Anthony Martin has been a bit grumpy. His data business, Auction Control System, tracks county trustee sale and notice of default (NOD) activity for investor clients, and he hasn’t had much to study for the past six months, thanks in large part, he says, to AB 284, a.k.a. the robo-signing law.
Trustee sales and NODs are the heart and soul of the foreclosure pipeline. Under Nevada’s foreclosure-process law, a bank must file an NOD with the county recorder’s office, then a trustee sale (or public auction) notice 90 days later. At that point, the property goes up for auction. If there are no buyers, the bank then gets to foreclose on the home. AB 284 has created more paperwork and costs in this process, real estate experts say, keeping banks from starting it in the first place.
But a glut of foreclosures could start to stream into the system come August, Martin says. Since the beginning of the year, he has seen unusually high trustee-sale notices compared with the number of NODs, which hit an all-time low in October but are now inching up slowly. Trustee-sale notices have outnumbered NODs by as much as 10 times in some cases; in a normal market, Martin says, they should be close to even.
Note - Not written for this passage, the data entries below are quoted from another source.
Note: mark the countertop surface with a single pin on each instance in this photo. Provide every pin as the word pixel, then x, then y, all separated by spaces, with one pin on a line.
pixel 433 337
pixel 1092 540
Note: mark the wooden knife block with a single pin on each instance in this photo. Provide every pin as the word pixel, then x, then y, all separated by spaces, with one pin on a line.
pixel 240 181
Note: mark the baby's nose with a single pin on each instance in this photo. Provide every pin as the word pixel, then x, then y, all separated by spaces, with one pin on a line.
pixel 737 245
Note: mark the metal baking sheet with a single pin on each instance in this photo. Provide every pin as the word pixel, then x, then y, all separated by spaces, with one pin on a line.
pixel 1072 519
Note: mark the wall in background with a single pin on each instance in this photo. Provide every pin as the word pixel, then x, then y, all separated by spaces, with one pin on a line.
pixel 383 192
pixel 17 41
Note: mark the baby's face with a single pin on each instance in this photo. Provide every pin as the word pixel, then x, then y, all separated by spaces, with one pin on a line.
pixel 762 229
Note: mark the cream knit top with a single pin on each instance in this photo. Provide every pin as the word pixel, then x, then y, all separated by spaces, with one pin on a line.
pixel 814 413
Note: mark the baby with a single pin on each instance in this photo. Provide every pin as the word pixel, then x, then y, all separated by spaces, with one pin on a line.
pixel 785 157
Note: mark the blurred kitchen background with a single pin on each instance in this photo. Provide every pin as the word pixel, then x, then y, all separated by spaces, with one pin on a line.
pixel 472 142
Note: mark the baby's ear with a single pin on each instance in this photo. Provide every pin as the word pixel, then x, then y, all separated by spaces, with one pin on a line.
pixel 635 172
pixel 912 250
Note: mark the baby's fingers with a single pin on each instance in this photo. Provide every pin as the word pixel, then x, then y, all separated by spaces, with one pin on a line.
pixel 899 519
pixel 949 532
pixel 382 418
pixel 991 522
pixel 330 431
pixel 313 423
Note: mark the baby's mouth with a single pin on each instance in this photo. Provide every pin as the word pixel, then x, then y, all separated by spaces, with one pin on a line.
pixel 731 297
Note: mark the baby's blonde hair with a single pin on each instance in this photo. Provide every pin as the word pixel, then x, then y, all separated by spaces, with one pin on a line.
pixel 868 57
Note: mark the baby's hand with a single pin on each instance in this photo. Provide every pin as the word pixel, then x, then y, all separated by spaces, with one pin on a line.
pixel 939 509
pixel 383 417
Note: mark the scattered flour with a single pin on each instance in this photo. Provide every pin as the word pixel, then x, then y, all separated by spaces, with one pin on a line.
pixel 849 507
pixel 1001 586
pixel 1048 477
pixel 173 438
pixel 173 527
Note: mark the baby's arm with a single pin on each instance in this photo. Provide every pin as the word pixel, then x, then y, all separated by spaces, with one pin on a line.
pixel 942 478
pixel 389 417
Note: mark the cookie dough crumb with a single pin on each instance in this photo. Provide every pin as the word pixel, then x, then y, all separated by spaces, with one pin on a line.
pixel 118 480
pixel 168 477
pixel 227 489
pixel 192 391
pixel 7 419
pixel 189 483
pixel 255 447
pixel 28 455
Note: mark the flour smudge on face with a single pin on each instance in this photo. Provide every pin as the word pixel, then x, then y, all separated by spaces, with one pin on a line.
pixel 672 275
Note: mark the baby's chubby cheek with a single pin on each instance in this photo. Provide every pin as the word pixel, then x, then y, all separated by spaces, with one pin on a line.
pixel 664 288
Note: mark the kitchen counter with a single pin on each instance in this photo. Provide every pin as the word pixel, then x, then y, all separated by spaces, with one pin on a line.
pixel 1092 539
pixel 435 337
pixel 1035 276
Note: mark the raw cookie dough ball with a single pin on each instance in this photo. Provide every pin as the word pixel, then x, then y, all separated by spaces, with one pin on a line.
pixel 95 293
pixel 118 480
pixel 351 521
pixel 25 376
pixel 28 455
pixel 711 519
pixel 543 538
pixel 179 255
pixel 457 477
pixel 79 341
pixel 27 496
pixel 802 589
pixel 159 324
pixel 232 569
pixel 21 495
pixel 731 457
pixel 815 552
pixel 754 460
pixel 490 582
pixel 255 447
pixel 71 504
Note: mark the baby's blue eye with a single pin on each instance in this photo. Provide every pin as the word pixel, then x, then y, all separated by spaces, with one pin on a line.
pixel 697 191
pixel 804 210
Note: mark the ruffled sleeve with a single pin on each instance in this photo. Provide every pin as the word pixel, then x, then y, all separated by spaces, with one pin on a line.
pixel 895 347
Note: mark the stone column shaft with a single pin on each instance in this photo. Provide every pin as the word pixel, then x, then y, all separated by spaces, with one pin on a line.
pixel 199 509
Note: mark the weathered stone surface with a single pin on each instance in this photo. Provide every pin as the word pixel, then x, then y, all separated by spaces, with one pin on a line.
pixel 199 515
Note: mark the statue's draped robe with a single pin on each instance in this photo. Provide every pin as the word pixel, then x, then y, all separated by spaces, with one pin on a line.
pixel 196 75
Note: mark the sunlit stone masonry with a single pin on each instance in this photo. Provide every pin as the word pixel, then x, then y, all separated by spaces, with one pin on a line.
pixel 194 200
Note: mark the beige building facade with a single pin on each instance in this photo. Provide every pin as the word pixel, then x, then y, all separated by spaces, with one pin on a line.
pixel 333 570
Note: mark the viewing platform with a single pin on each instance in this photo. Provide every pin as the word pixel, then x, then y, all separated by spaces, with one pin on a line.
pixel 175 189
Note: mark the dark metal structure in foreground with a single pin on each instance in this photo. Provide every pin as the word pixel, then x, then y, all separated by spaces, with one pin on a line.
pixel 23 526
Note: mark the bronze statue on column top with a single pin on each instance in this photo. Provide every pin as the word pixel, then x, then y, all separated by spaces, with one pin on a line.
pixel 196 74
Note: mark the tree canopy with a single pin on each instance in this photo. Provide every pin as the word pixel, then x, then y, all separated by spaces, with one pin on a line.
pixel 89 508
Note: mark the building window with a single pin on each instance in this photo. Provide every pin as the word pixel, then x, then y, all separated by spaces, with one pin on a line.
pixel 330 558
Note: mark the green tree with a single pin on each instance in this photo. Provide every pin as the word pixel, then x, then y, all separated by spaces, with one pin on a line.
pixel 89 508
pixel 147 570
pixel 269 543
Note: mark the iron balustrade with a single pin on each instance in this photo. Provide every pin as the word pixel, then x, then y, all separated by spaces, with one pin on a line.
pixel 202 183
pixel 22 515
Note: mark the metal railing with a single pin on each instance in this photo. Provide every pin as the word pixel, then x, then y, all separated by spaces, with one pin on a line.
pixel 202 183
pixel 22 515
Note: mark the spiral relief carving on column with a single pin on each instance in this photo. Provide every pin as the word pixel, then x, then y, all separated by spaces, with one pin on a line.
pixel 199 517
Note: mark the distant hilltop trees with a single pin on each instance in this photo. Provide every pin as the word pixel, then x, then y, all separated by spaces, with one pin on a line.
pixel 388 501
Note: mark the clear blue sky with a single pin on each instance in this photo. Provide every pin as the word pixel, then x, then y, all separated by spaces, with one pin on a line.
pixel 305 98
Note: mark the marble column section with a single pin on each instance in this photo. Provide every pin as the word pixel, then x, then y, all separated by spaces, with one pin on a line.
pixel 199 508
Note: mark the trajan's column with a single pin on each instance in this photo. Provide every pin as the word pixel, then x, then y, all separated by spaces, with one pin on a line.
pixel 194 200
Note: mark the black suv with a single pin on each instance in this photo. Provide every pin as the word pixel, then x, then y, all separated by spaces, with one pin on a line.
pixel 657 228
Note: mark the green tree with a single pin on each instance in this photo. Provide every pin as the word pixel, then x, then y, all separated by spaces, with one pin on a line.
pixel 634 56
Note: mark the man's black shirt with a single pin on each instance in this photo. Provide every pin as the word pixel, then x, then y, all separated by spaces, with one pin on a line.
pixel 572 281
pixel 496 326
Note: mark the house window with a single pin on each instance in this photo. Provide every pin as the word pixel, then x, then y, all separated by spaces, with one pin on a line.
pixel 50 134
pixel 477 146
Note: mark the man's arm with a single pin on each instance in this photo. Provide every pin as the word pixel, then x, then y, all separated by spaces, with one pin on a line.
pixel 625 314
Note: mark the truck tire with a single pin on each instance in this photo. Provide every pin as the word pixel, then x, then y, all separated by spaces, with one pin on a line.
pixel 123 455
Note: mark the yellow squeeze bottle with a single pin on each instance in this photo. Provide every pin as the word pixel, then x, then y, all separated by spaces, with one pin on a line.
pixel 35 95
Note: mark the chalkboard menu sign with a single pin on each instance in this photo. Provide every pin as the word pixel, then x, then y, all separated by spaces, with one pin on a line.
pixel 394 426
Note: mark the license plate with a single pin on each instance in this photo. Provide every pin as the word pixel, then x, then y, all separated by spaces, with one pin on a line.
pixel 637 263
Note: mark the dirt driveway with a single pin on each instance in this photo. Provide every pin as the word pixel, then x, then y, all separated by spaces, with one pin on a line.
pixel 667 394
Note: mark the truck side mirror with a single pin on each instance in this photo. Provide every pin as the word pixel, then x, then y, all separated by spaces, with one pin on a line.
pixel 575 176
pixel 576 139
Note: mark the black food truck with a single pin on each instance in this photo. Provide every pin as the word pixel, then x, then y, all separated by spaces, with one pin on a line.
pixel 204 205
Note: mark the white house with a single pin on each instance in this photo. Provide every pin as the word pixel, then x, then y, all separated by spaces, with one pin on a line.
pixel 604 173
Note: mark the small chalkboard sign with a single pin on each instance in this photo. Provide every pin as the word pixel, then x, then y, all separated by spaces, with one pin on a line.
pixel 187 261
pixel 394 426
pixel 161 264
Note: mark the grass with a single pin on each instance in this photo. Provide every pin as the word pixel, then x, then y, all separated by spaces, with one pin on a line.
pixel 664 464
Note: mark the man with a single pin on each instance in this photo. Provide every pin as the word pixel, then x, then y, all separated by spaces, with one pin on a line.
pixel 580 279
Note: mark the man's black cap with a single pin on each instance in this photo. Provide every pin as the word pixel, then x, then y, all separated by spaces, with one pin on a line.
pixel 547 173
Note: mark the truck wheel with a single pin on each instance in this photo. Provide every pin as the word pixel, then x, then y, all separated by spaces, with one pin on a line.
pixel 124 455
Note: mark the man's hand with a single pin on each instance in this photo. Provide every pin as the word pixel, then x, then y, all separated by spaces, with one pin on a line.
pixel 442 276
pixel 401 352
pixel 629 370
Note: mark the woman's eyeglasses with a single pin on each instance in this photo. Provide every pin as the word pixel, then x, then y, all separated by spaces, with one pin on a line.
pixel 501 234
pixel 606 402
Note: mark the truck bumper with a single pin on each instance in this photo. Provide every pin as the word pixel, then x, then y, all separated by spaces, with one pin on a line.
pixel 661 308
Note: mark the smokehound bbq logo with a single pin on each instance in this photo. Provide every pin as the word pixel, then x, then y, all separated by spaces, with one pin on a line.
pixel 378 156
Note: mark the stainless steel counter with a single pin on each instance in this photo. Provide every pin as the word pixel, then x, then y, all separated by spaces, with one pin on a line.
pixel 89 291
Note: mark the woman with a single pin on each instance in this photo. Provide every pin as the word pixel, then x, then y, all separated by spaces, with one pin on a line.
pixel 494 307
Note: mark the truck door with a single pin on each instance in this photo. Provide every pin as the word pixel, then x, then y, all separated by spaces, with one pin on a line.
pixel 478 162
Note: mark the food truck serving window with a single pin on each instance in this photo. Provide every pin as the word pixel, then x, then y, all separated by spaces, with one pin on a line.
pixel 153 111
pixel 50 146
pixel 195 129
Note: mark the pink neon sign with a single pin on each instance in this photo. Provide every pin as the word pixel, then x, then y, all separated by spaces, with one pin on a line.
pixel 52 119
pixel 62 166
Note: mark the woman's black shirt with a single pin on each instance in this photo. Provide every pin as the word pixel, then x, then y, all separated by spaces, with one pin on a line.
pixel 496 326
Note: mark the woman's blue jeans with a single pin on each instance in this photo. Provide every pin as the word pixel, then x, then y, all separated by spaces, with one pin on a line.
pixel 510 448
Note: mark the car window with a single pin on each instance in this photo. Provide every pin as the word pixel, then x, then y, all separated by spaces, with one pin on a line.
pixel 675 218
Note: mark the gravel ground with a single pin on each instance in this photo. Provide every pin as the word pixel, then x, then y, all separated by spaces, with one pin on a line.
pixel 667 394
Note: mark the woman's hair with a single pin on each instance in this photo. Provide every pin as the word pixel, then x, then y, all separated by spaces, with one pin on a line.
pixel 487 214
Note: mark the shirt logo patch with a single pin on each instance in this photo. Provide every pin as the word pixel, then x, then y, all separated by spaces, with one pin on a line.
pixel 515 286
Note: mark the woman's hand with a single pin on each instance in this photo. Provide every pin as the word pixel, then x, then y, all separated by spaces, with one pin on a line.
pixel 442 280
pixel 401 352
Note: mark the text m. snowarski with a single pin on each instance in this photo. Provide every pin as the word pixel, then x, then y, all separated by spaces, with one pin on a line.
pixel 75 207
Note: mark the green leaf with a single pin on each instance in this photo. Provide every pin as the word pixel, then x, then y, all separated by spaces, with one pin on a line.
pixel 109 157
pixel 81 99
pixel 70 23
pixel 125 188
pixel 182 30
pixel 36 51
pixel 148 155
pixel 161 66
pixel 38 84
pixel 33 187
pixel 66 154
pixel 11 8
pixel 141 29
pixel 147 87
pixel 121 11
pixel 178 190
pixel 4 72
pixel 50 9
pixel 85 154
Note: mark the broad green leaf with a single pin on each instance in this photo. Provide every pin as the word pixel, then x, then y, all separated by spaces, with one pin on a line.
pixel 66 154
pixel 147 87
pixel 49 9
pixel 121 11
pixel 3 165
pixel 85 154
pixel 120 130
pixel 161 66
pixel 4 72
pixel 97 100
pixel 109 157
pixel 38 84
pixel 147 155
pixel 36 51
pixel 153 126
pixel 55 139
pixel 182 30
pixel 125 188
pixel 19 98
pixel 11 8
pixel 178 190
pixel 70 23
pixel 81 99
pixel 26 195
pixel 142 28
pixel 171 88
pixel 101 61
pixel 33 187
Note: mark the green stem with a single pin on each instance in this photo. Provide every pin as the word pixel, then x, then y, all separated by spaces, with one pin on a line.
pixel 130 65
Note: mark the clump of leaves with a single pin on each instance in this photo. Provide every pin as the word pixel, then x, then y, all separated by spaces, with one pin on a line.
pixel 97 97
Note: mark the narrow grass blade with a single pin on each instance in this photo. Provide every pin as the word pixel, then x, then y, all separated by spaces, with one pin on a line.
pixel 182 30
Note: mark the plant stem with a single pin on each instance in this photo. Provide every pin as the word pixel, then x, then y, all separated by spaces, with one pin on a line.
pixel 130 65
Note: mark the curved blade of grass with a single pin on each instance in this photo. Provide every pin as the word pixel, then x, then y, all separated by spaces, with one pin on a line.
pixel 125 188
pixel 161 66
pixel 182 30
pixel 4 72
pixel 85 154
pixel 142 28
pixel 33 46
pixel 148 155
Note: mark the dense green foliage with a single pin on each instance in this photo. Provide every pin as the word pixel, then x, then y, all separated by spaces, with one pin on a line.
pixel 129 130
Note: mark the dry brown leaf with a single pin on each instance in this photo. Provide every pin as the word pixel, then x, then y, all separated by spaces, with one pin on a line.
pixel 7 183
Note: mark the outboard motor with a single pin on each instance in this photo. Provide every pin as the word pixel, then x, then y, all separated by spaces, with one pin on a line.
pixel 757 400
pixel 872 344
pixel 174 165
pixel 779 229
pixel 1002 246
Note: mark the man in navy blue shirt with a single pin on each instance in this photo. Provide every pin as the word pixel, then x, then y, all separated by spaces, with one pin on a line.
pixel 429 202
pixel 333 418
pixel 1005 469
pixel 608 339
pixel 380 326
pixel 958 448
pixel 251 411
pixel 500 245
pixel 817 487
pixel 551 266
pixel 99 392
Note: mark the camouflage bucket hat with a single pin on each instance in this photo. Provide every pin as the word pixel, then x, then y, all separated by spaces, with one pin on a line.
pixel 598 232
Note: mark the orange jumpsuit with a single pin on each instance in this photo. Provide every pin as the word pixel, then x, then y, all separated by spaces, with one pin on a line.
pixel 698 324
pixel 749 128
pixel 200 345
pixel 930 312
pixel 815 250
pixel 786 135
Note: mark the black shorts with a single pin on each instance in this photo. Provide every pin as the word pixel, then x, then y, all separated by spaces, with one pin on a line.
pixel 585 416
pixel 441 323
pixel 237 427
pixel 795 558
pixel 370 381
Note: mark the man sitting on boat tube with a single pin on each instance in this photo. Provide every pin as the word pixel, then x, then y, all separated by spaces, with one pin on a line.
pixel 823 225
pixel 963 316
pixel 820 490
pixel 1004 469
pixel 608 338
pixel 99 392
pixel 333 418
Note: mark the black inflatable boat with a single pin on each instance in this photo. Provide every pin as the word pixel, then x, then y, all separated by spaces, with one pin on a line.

This signals not that banks are initiating new foreclosures, but that they’re probably dumping old properties they’ve been holding. Martin estimates that 30,000 to 40,000 of these types of homes are still out there, and he foresees a gradual influx of them coming through the system. With more supply on the market and more homes going through the trustee-sale process for investors to snap up and either flip or hold for rentals, he expects housing prices to drop.
A little more tough news for today’s many underwater homeowners.